Irak: „Nationale Einheit ist erforderlich“
So sagte Patriarch Sako der Agentur Sir: „Die Situation ist traurig und besorgniserregend, denn wir wissen nicht, wohin sich unser Land entwickelt. Ich glaube jedoch, dass der politische und religiöse Führer der Schiiten, Muqtada al Sadr, eine friedliche Geste machte, indem er seine Anhänger aufforderte, auf Gewalt zu verzichten und die besetzte Grüne Zone zu verlassen. Es war ein Appell, den alle begrüßten, allen voran der Präsident und der Premierminister. Jetzt ist es an den anderen schiitischen Gruppen, einen Schritt zu tun, ein Opfer zu bringen zum Wohle des Landes und seines Volkes".
Hintergrund
Anhänger des einflussreichen Geistlichen Al-Sadr hatten den Regierungspalast mit dem Büro von Ministerpräsident Mustafa al-Kasimi am Montag gestürmt und vorübergehend besetzt. Zuvor hatte Al-Sadr seinen Rückzug aus der Politik erklärt. Am späten Montagabend gab der 48 Jahre alte Religionsführer auch bekannt, in einen Hungerstreik zu treten, bis die Gewalt gegen seine Anhänger eingestellt werde.

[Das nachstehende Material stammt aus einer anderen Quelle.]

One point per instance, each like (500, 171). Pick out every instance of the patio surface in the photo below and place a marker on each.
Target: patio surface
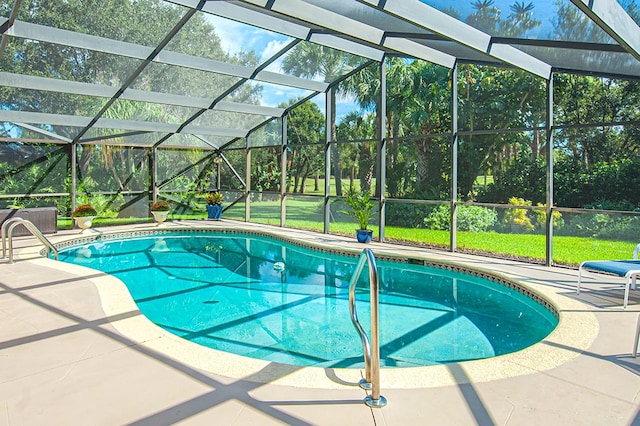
(75, 350)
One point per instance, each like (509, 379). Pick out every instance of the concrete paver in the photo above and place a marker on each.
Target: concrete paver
(72, 354)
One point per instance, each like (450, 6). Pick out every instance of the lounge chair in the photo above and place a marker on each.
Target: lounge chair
(629, 269)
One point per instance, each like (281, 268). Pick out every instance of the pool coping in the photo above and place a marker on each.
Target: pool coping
(575, 332)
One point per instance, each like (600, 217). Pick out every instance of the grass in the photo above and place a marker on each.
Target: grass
(307, 213)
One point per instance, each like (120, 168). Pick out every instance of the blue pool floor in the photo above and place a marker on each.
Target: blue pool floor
(66, 362)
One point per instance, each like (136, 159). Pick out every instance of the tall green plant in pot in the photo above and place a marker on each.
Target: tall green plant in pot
(361, 207)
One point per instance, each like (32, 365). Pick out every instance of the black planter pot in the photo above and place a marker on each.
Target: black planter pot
(364, 235)
(214, 212)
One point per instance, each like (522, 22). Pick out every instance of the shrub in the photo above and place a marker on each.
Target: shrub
(214, 198)
(160, 206)
(469, 218)
(518, 217)
(84, 210)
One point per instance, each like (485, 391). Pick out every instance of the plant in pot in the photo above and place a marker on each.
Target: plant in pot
(160, 211)
(83, 215)
(214, 205)
(361, 207)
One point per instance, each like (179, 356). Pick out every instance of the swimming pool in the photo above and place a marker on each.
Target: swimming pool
(227, 290)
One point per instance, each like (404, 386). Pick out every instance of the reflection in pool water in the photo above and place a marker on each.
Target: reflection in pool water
(265, 298)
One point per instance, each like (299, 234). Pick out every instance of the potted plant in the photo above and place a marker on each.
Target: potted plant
(160, 211)
(83, 215)
(214, 205)
(361, 207)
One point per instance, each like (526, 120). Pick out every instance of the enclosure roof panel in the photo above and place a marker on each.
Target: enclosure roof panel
(220, 69)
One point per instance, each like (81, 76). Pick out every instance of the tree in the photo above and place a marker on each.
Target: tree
(311, 60)
(305, 132)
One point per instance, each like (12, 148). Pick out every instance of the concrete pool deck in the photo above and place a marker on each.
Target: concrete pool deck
(75, 350)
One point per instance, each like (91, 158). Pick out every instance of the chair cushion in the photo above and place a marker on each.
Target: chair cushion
(617, 267)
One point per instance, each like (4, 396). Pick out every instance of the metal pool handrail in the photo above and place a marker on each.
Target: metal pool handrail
(7, 235)
(371, 351)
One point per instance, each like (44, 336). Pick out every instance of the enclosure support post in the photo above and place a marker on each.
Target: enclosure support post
(283, 174)
(453, 240)
(327, 160)
(73, 161)
(247, 201)
(153, 170)
(381, 182)
(549, 149)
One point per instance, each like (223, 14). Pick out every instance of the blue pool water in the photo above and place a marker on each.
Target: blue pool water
(269, 299)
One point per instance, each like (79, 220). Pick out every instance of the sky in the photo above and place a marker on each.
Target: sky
(235, 37)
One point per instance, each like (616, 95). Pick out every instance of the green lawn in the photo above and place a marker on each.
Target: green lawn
(306, 213)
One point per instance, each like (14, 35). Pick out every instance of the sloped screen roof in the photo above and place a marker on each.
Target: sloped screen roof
(205, 73)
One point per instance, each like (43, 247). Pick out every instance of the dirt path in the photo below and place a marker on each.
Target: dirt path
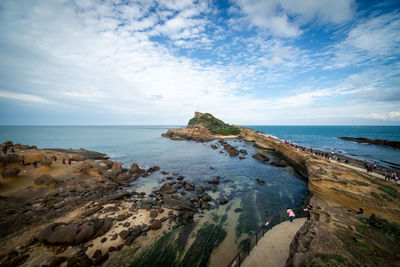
(273, 249)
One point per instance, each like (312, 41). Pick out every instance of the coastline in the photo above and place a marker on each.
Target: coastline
(337, 191)
(344, 198)
(50, 200)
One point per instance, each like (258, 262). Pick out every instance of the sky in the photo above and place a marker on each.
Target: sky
(248, 62)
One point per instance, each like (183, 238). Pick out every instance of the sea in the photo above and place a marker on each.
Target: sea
(144, 143)
(250, 203)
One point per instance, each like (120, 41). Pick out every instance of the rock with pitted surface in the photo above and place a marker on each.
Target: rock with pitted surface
(155, 225)
(46, 161)
(61, 233)
(10, 158)
(46, 180)
(177, 202)
(214, 181)
(377, 220)
(189, 186)
(261, 157)
(134, 233)
(207, 198)
(116, 168)
(168, 188)
(10, 172)
(260, 181)
(223, 201)
(280, 163)
(153, 169)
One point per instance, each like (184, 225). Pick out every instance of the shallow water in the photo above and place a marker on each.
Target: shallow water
(325, 138)
(144, 145)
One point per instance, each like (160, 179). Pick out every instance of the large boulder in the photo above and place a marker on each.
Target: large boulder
(45, 179)
(261, 157)
(10, 172)
(214, 181)
(62, 233)
(45, 161)
(106, 164)
(83, 168)
(10, 158)
(116, 168)
(168, 188)
(280, 163)
(177, 202)
(155, 225)
(377, 220)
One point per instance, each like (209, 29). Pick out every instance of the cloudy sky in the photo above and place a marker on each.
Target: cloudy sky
(309, 62)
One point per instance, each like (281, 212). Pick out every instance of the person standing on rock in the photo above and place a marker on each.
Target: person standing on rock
(291, 214)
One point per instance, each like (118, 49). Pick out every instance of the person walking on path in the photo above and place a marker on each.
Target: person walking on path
(308, 209)
(291, 214)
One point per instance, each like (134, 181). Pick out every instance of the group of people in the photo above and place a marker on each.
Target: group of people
(391, 176)
(5, 149)
(35, 163)
(369, 166)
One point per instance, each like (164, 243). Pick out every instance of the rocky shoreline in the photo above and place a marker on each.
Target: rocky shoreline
(80, 213)
(355, 215)
(388, 143)
(83, 213)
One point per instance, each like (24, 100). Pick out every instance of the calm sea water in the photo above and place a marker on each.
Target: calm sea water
(143, 144)
(326, 138)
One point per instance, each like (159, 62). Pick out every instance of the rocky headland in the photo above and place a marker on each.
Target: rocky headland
(393, 144)
(203, 128)
(355, 215)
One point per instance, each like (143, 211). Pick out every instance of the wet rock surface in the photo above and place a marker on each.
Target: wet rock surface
(261, 157)
(74, 233)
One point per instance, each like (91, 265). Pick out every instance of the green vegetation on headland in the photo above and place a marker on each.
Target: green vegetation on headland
(213, 124)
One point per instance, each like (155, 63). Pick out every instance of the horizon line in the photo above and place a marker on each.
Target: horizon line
(243, 125)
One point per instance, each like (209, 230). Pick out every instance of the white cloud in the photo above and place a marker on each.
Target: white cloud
(25, 97)
(273, 14)
(375, 38)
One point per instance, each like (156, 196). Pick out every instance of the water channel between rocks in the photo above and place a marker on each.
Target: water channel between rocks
(216, 234)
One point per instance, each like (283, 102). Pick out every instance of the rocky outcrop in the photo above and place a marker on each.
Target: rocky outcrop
(279, 163)
(46, 180)
(261, 157)
(11, 158)
(177, 202)
(73, 233)
(199, 134)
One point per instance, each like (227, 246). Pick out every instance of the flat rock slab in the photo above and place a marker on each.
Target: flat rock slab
(177, 202)
(74, 233)
(273, 249)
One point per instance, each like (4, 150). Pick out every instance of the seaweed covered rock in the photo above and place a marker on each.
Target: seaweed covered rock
(261, 157)
(45, 179)
(62, 233)
(280, 163)
(177, 202)
(10, 172)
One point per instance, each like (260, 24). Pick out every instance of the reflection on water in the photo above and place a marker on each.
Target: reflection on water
(225, 227)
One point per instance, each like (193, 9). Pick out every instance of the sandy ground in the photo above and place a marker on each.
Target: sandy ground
(273, 249)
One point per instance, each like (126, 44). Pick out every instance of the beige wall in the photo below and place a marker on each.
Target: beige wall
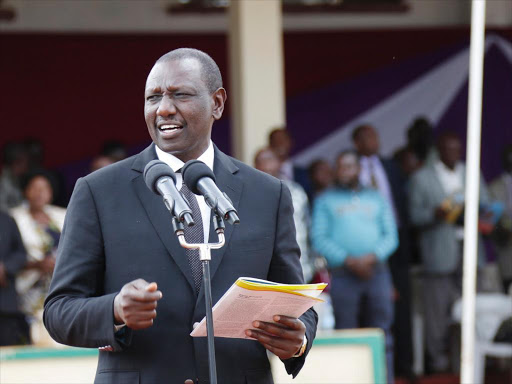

Al-Sadrs Bewegung war aus der Parlamentswahl im Oktober vergangenen Jahres als stärkste Kraft hervorgegangen. Es gelang ihr aber nicht, eine Regierung zu bilden. Al-Sadr weigerte sich, mit den Iran nahestehenden Parteien zu kooperieren. Damit kam es zu einer Spaltung des schiitischen Lagers. Einen von seinen politischen Gegnern vorgeschlagenen Regierungschef will Al-Sadr auch nicht akzeptieren. Es entstand eine politische Pattsituation, die sich über Monate immer weiter zuspitzte. Al-Sadr fordert als Ausweg aus der Krise Neuwahlen. Vor einem Monat hatten seine Anhänger bereits das Parlamentsgebäude besetzt.
Dialog als Lösung
Patriarch Sako zeigte sich sehr besorgt und betonte: „Wenn wir so weitermachen, wird es keine Zukunft für den Irak geben". Sakos Rezept, um aus der gegenwärtigen Sackgasse herauszukommen, ist immer das gleiche, das er seit Jahren und bei verschiedenen Gelegenheiten vertritt: „Den Dialog suchen, mit Mut, an das Gemeinwohl denken, an das Leben und die Hoffnungen unseres irakischen Volkes. Vor allem aber muss die nationale Einheit hergestellt werden. Der Irak ist kein Geschäft, in dem jeder sich raussuchen kann was er gerade braucht“.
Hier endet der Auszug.